はじめに

「何とかやっていける」の根拠は?

「退職金がでたから、老後資金は十分ある。つつましく暮らしていけば、何とかやっていけるはず」とおっしゃる方にお会いすることがあるのですが、実はこの「何とかやっていける」には根拠がない場合が多いものです。実際にかかる生活費のことも把握しておらず、老後の収入では生活費がいくら不足するのかの見当も付いていないのです。このまま老後生活に突入するのは、先行きが不確実で、恐ろしいことだとも思ってしまいます。まずは自分に、またはご夫婦に毎月いくらの生活費が必要なのかを大雑把にでも把握しましょう。収入と比較すると、その生活費はいくら不足する(補てんが必要)のか。それが出せると、老後の生活費としていくらあれば良いのか、ということがわかります。

生活費と臨時支出を把握する

相談者さんの場合は、毎月の収入がご夫婦で約21万円、支出は35万円です。この状況を続けるのなら、毎月14万円を老後資金から出さなくてはならず、これは1年で168万円が減っていく計算となります。単純に考えると、10年で1,680万円、20年で3,360万円が生活費の分として必要だということです。65歳から年金を受給する、妻が仕事を辞める、企業年金の受給が終了するなどで、必要な老後資金は変わってきますが、このような大雑把な見方でも、老後資金が全く足りていないことがわかります。
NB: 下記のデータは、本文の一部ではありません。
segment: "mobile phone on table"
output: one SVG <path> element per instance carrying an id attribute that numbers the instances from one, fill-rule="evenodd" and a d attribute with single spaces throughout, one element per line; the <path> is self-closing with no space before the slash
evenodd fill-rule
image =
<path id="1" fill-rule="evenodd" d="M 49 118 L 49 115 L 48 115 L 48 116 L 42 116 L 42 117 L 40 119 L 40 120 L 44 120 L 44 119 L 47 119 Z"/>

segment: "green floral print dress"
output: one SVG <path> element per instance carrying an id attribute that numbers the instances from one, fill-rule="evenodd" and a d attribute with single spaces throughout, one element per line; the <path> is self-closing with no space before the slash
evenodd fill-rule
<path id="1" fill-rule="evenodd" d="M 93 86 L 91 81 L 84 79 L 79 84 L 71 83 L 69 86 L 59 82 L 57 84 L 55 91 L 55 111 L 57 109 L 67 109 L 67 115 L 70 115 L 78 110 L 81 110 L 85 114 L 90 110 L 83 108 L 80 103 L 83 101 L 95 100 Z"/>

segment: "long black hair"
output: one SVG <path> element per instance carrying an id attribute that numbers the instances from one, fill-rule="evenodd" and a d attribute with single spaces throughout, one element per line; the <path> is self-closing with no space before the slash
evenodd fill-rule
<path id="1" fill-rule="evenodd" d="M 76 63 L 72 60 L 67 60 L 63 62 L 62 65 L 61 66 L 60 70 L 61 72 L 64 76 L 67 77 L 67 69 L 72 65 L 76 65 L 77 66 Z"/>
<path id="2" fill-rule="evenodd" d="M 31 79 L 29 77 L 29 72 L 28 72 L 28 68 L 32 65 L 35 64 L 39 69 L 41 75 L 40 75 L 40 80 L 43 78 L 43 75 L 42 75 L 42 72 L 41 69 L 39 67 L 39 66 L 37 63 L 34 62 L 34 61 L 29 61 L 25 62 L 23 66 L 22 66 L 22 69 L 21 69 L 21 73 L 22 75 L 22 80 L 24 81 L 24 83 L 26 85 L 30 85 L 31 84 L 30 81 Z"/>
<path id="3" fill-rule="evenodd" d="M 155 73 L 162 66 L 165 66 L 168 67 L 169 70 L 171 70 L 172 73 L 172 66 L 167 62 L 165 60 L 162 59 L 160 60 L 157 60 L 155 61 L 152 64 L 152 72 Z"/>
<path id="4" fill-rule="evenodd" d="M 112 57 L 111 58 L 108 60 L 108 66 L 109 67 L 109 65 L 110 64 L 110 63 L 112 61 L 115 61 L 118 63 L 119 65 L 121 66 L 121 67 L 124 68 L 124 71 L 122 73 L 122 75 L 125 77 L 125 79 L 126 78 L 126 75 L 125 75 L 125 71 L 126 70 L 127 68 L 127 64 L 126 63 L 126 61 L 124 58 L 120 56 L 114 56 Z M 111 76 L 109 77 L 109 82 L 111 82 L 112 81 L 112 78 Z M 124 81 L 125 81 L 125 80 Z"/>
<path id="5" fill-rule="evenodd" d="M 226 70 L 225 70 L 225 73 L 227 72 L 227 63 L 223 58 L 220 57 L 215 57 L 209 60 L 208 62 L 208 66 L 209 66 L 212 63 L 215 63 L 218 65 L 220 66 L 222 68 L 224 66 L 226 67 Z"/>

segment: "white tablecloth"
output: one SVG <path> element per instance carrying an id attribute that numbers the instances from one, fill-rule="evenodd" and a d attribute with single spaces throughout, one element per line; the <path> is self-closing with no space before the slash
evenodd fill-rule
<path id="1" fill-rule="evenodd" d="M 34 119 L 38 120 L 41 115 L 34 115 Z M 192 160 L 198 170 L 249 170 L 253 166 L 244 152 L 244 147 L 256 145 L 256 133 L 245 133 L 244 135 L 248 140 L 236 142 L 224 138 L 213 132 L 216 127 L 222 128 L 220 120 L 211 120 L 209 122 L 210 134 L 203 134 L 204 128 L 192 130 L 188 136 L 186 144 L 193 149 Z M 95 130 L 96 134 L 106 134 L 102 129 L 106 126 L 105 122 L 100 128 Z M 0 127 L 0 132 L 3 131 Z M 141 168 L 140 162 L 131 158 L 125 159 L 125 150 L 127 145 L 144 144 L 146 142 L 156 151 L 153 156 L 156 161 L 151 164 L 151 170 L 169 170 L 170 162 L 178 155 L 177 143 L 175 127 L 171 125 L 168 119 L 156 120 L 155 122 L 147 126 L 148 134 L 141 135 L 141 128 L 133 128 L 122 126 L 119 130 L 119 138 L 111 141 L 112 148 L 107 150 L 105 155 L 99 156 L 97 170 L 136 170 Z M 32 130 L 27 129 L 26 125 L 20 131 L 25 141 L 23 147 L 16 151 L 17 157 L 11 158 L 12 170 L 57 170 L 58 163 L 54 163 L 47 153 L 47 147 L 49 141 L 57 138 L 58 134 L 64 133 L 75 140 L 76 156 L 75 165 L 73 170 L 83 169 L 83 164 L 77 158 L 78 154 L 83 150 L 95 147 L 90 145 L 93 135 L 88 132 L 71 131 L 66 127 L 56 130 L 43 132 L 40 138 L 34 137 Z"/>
しかも、先ほどの計算は生活費分だけで、介護医療費やリフォーム代など臨時でかかる支出は含まれていません。生活費も、将来必要となる臨時支出も残していきたいとなると、早急に生活費を圧縮することを考えていかなくてはなりません。

老後資金不足でできることは節約だけなのか

相談者さんのように老後資金が不足する見込みが強い方の場合、節約することは効果的ですが、それだけでは人生の楽しみがないと考える人もいるでしょう。実はできることとは節約だけではなく、収入を得ることも検討する余地があることです。

老後資金を十分に残していくには、
1、収入を増やす
2、支出をコントロールして減らす
3、運用をする
という3つがあります。

定年後は無理をして運用することはありませんが、今ではシニアの働き口もありますから、一度退職しても働いて収入を増やすことはできそうです。

赤字になる金額すべてを働いて稼ぐと考えると、負担感が大きくなりがちです。ですが、パートやアルバイトなど、時間を短くしたり、働く日数を少なくするなどしながら収入を増やすことは検討できるのではないかと思います。

節約して支出を減らすとともに収入を増やすことができれば、赤字額はぐっと減らすことができるでしょう。そうできると、老後資金が減るスピードが遅くなり、長持ちさせることができます。老後は豊かな生活を送るためにも、収入と支出のバランスが取れるようにして行くことが大切です。